Katia Buoro, Xavier Desjardins, 2012
La région de Stuttgart a connu des enjeux urbains importants dans les années 1990. L’ensemble de la région est alors touché par un déclin économique que la réunification des la RFA et la RDA a accentué. Ce déclin a été particulièrement net dans la ville centre de Stuttgart qui perd peu à peu de sa vitalité. La région devient donc de moins en moins attractive et perd des places dans les classements des villes allemandes. Cette situation économique a pour conséquence de rendre plus difficile le financement d’investissements publics. Ces problèmes fiscaux ont été les révélateurs de la nécessité de rénover le cadre institutionnel de cette ville. En effet, la ville ne connaissait pas avant 1994 d’autorité planificatrice efficace puisque deux autorités en étaient chargées, sans véritable pouvoir d’impulsion.
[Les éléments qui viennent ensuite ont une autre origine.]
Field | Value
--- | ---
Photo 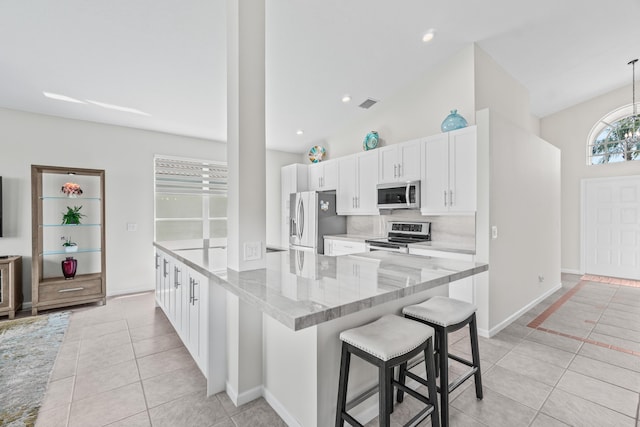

Le renforcement de la coopération intercommunale et de la planification à l’échelle de l’agglomération est alors une nécessité pour la ville.
Un débat a donc eu lieu à Stuttgart entre les différents acteurs, locaux, régionaux et nationaux afin de trouver une organisation permettant de répondre à ces enjeux forts de l’agglomération. Trois solutions institutionnelles ont été envisagées pour cela.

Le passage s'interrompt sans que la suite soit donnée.